Ordeal by Eshaar
- Designers: J. Andrew Keith; William H. Keith Jr.;
- Publishers: FASA
- Publication: 1981; 45 years ago
- Genres: Science fiction
- Systems: Classic Traveller

= Ordeal by Eshaar =

Science-fiction role-playing game supplement

Ordeal by Eshaar is a 1981 role-playing game adventure for Traveller published by FASA.

==Plot summary==
Ordeal by Eshaar is an adventure in which the player characters must deal with the diplomacy and intrigue early in the Fifth Frontier War on an alien planet near the Zhodani Consulate.

==Publication history==
Ordeal by Eshaar was the first published Traveller adventure by FASA. Ordeal by Eshaar was written by J. Andrew Keith and William H. Keith Jr. and was published in 1981 by FASA as a digest-sized 44-page book.

==Reception==
William A. Barton reviewed Ordeal by Eshaar in The Space Gamer No. 46. Barton commented that "Ordeal by Eshaar is undoubtedly the best non-GDW Traveller adventure published by anyone so far – and it ranks high among GDW's own offerings.

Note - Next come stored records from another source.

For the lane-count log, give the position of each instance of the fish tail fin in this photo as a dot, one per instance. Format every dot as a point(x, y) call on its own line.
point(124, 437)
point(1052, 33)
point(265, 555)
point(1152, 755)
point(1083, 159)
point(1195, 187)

Recommended."

Tony Watson reviewed Ordeal by Eshaar for Different Worlds magazine and stated that "Ordeal by Eshaar is a good job all around containing fine production and a situation as interesting and intriguing as any scenario GDW has published. My only complaint is that it is a bit more expensive than it should be."

Bob McWilliams reviewed Ordeal by Eshaar for White Dwarf #31, giving it an overall rating of 6 out of 10 for the novice, and 7 for the expert, and stated that "Well produced and with plenty going on, the designers have provided referees with as much help as can be fitted in booklets of this size, gone into detail at points in the adventure where it's necessary and not filled out with 'chrome'."